Merge #44

44: Scope trait TextLen just for primitives r=matklad a=CAD97

As an alternative to #41 

I thought I posted this already....

Co-authored-by: CAD97 <cad97@cad97.com>
diff --git a/README.md b/README.md
index 482a055..365b602 100644
--- a/README.md
+++ b/README.md
@@ -1,13 +1,13 @@
-# text_unit
+# text-size
 
-[![Build Status](https://travis-ci.org/matklad/text_unit.svg?branch=master)](https://travis-ci.org/matklad/text_unit)
-[![Crates.io](https://img.shields.io/crates/v/text_unit.svg)](https://crates.io/crates/text_unit)
-[![API reference](https://docs.rs/text_unit/badge.svg)](https://docs.rs/text_unit/)
+[![Build Status](https://travis-ci.org/matklad/text-size.svg?branch=master)](https://travis-ci.org/matklad/text-size)
+[![Crates.io](https://img.shields.io/crates/v/text-size.svg)](https://crates.io/crates/text-size)
+[![API reference](https://docs.rs/text-size/badge.svg)](https://docs.rs/text-size/)
 
 
 A library that provides newtype wrappers for `u32` and `(u32, u32)` for use as text offsets.
 
-See the [docs](https://docs.rs/text_unit/) for more.
+See the [docs](https://docs.rs/text-size/) for more.
 
 ## License
 
diff --git a/src/lib.rs b/src/lib.rs
index 07dc5e8..92bd36b 100644
--- a/src/lib.rs
+++ b/src/lib.rs
@@ -1,17 +1,17 @@
 //! Newtypes for working with text sizes/ranges in a more type-safe manner.
 //!
 //! This library can help with two things:
-//!   * Reducing storage requirenments for offsets and ranges, under the
+//!   * Reducing storage requirements for offsets and ranges, under the
 //!     assumption that 32 bits is enough.
 //!   * Providing standard vocabulary types for applications where text ranges
 //!     are pervasive.
 //!
 //! However, you should not use this library simply because you work with
-//! strings.
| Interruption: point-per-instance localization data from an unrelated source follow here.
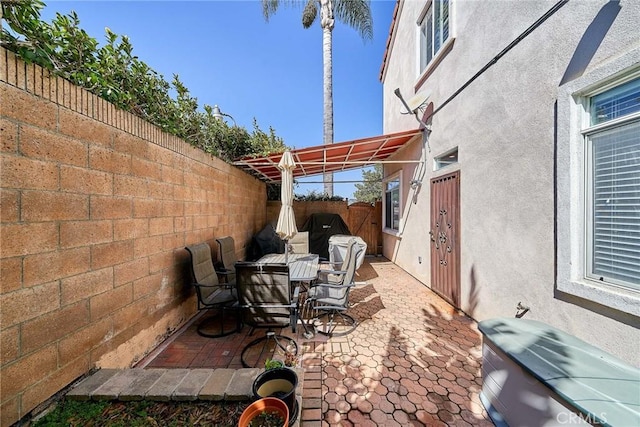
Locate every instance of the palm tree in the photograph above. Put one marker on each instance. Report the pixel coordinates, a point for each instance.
(356, 14)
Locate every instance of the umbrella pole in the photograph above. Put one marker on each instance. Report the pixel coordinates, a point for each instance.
(286, 251)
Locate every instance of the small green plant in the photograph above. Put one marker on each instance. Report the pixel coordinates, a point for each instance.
(73, 413)
(273, 364)
(267, 419)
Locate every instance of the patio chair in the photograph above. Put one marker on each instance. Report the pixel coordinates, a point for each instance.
(221, 298)
(267, 300)
(299, 243)
(228, 259)
(331, 299)
(334, 275)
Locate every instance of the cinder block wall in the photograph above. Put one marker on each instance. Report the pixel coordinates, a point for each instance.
(96, 208)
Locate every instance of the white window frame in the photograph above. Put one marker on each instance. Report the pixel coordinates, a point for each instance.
(441, 162)
(571, 186)
(397, 176)
(429, 11)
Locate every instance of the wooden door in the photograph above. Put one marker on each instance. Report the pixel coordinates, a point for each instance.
(445, 237)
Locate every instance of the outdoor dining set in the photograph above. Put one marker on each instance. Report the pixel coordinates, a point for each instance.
(278, 290)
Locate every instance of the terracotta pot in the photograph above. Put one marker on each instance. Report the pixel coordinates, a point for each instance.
(268, 404)
(280, 383)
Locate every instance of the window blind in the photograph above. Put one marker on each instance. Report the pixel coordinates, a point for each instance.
(616, 204)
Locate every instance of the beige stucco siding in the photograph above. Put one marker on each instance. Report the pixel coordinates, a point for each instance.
(504, 125)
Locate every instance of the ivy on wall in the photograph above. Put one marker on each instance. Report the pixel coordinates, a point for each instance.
(114, 73)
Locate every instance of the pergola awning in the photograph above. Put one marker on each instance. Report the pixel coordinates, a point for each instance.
(331, 158)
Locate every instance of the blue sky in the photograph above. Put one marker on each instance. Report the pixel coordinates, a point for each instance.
(227, 54)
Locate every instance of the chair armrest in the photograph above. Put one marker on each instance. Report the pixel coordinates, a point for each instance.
(332, 271)
(336, 286)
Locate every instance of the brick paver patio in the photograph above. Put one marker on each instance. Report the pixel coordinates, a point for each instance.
(412, 360)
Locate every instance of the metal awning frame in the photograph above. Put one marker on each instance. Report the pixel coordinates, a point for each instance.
(342, 156)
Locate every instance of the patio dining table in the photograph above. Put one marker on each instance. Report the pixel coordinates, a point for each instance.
(302, 267)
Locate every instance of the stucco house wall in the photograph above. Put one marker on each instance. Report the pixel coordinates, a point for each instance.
(96, 209)
(506, 126)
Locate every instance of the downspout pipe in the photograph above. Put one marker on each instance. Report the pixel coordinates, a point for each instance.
(504, 51)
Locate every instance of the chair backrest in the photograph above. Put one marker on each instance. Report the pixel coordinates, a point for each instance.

In the overhelming majority of cases, using `usize` and
+//! strings. In the overwhelming majority of cases, using `usize` and
 //! `std::ops::Range<usize>` is better. In particular, if you are publishing a
 //! library, using only std types in the interface would make it more
 //! interoperable. Similarly, if you are writing something like a lexer, which
-//! produces, but does not *store* text ranges, than sticking to `usize` would
+//! produces, but does not *store* text ranges, then sticking to `usize` would
 //! be better.
 //!
 //! Minimal Supported Rust Version: latest stable.